С Аушвицем все было гораздо проще – о нем писали множество людей поумнее меня. Чтобы облегчить себе жизнь и произвести впечатление на военных, я привел несколько ключевых цитат из Примо Леви и Ханны Арендт, упомянул также Джорджо Агамбена, но потом стер, чтобы не казалось, будто я умничаю. Вместо Агамбена изобразил пламя, полыхающее на краю концлагеря, пламя, которое стояло перед глазами выжившего Йоханана.
Про Треблинку я написал, что это был пункт сжигания людской плоти, громадная станция утилизации человеческих отходов. Затем стер и изложил другими словами, помягче. Не стоило перегибать палку – я не хотел терять заказ. О Собиборе написал первое, что пришло в голову: край Европы, край земли, затерянный среди древних лесов, конец человечества. И потом тоже подправил, чтобы звучало не так абстрактно.
«А для кого я, собственно, стараюсь?» – задумался я и стал искать в письмах и электронных адресах своих заказчиков хоть какую-то подсказку, которая позволила бы понять, кто эти люди, что они знают о Холокосте и что желают узнать. Для чего им потребовался мой обзор?
О Белжеце я написал, что про этот концлагерь почти ничего не известно, хотя там истребили полмиллиона человек.
В промежутке между экскурсиями я отрастил себе темную бороду. Несколько дней я не брился, а когда встал перед зеркалом, увидел там другого человека. И решил бороду оставить. Рядом с домом, в комиссионном магазине, оставшемся еще со времен коммунизма, я купил пыльную кепку с витрины. Новый облик играл мне на руку: на мальчишек и девчонок он наводил страх, заставляя слушать внимательней, а учительницам нравился. В зимние дни я надевал тяжелое черное пальто, принадлежавшее еще моему отцу. Его подарила мне мама.

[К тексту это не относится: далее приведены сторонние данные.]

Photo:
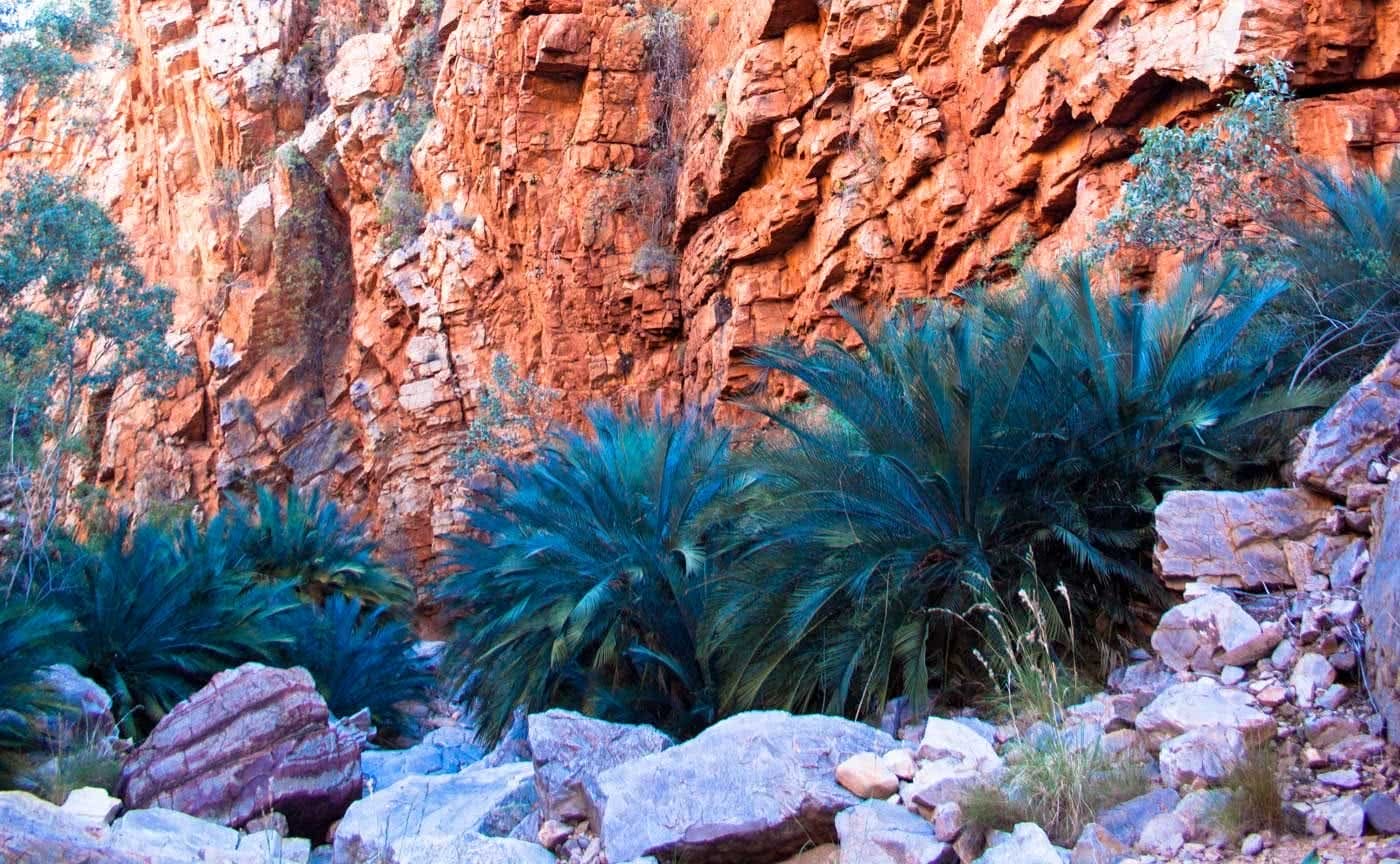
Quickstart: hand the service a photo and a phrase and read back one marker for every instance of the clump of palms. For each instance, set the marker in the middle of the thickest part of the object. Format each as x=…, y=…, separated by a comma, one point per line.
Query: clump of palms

Старуха-соседка, встретив меня на лестничной площадке, остановилась, уставилась на меня, не узнавая, и что-то сказала по-польски.
«Плохой я сосед, – сказал я себе, – все считаю себя туристом, а на самом деле провожу здесь больше времени, чем в Израиле». Может, пригласить соседку на чашку чая и попытаться разговорить? Послушаю про ее жизнь, которая, наверное, была интересной или хотя бы пришлась на время интересных исторических событий. И про евреев, которых она, конечно же, знавала. Спрошу, скучает ли она по ним. Спрошу, как ей мой новый вид. Выведаю, что она думает о евреях, ненавидит ли их. Проведу психологическую экспертизу, доберусь до самых потаенных глубин ее старой польской души.
Я сказал по-польски: «Доброе утро» – и спросил, не желает ли она выпить чайку, но соседка повернулась ко мне спиной, загремела ключами и убежала в свою квартиру, словно решив, что я хочу ее прикончить.
Речь начала меня тяготить. Слишком много слов. Читая лекцию, я слышал свой голос со стороны, будто в записи, и звучал он неприятно. Объяснения следовало сократить. Пусть сами все поймут, пусть прислушаются к земле, к лесу, к тишине. Я читал им из «Улиц реки» Ури Цви Гринберга, из Примо Леви и из написанных в гетто дневников Эммануэля Рингельблюма. О каждом из них школьники слышали от меня впервые. Я редко поднимал взгляд от страницы и почти не заглядывал им в глаза. Отдалялся от них все больше и больше. Стоял в стороне во время ритуалов с флагами и свечами, кадиша и печальных песен под гитару.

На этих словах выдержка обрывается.